Today, with public support for unions at its highest level since the 1950s, unions certainly have the financial wherewithal to embark on far more ambitious organizing campaigns than they have in many decades. The most recent Department of Labor report documents that unions have $42 billion in financial assets—most of it liquid—and just $6.4 billion in debt. As former New York Times labor reporter Steve Greenhouse and I jointly wrote in 2022, labor’s reluctance to seize this moment of union popularity stands in pathetic contrast to the huge organizing initiatives that a number of unions undertook in the 1930s, when they successfully unionized a good 40 percent of America’s private-sector workforce outside the anti-union South. Even if Trump, Musk & Co. gut what’s left of the NLRB, unions still can organize and strike. Indeed, it was the strike wave of 1934 that compelled Congress to enact the National Labor Relations Act in 1935. (If the act is struck down wholesale, that would also sweep away the 1947 Taft-Hartley amendments that banned sympathy strikes, closed shops, and other aggressive tactics.)

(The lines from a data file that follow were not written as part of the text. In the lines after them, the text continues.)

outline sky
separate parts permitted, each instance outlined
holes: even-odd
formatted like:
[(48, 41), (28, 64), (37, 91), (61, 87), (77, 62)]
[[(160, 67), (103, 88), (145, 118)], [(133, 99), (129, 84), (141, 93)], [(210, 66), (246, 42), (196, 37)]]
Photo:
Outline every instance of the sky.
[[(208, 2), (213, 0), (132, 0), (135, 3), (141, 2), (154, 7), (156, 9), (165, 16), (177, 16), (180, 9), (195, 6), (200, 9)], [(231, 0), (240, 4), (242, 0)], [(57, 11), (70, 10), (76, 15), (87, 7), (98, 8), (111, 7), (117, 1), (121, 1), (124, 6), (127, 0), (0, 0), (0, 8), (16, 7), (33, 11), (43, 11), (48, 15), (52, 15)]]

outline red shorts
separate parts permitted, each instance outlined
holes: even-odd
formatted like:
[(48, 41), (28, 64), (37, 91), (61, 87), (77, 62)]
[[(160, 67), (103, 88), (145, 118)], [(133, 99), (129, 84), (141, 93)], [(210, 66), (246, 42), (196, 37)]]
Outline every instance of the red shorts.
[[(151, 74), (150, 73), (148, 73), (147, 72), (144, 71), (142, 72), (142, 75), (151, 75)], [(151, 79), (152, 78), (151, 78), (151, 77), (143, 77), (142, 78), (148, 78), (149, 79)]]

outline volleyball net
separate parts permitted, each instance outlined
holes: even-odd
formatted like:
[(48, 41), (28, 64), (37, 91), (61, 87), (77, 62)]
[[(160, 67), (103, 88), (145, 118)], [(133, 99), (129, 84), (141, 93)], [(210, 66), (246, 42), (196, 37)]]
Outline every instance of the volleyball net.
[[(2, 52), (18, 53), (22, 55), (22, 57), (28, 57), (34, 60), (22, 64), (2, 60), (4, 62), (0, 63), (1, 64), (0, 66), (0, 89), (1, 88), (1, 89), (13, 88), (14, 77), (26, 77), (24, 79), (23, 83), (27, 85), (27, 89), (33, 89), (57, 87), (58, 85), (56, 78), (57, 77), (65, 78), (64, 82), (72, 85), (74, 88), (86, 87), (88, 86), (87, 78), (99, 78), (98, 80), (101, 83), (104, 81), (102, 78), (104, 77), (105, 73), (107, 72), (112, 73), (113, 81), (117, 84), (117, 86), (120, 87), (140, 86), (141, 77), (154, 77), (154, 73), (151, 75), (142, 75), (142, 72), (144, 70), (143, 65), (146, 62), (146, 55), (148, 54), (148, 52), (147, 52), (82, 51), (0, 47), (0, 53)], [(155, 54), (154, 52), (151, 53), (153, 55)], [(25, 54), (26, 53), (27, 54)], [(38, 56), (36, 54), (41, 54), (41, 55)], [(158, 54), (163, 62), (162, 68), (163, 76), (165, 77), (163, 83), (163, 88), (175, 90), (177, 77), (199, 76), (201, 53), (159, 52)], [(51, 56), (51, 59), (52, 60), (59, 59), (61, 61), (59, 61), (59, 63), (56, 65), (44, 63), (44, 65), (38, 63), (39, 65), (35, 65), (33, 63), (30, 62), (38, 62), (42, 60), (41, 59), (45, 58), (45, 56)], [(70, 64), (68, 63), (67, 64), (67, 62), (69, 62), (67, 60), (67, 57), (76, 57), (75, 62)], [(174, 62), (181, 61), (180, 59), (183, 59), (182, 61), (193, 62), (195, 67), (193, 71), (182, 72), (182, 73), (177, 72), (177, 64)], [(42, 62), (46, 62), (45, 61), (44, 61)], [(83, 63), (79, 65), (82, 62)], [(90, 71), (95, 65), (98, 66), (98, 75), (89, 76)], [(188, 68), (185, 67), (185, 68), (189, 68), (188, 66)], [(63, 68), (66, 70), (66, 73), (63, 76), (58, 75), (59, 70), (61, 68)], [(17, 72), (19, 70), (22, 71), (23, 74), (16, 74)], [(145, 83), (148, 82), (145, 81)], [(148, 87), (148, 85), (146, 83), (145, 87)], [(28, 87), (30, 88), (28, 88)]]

As the Red for Ed teacher strikes of 2018 illustrated, what gives such efforts political clout is public support. Those red-state teachers made common cause with the parents of students in their states, who clearly understood their children would benefit from more school funding and higher teacher pay scales. It was these examples of what has come to be called “Bargaining for the Common Good” that compelled Republican legislators in red states to grant the teachers’ demands.
Bargaining for the Common Good now rates a chapter or two in various unions’ playbooks. A number of labor advocates released a report last week that better positioned unions to address the single greatest factor in the unaffordability of life’s essentials. The report, “Investing for the Common Good: How Workers’ Pensions Can Help Solve the Housing Crisis,” put forth a number of ways that a share of these immense storehouses of capital can be invested in new housing without compromising their fiduciary responsibilities, while employing many thousands of unionized construction workers. It enumerated a number of currently existing ways that such investments can be made, including large cities’ issuance of taxable municipal bonds for housing in which pension funds can invest. It also proposed the establishment of a cooperative asset manager serving such pension funds who could set the appropriate fiduciary standards for large-scale investments in affordable housing. Blue states and cities can help lay the groundwork for such initiatives—and it’s in blue states and cities, of course, where the lack of affordable housing is most acute.
In the past couple of years, many blue states and cities have also moved to enhance worker rights, though their ability to enact such policies can be preempted by federal law—the NLRA. Since 2023, ten such states have banned “captive audience” meetings—workplace meetings in which employers subject their workers to anti-union rants in the midst of organizing campaigns, which their workers are required to attend. Failure to attend can lead to demotion or even firing—hence the “captive” designation. Coercing attendance, those ten states decreed, violates workers’ rights to avoid speech that isn’t connected to the performance of their jobs.
If the courts and the Trump administration do indeed destroy the NLRB, they may thereby also create a space in which previously preempted states can try to preserve some basic worker rights. Abolishing a referee doesn’t mean class conflict will disappear; far from it. The states and the streets will still be there.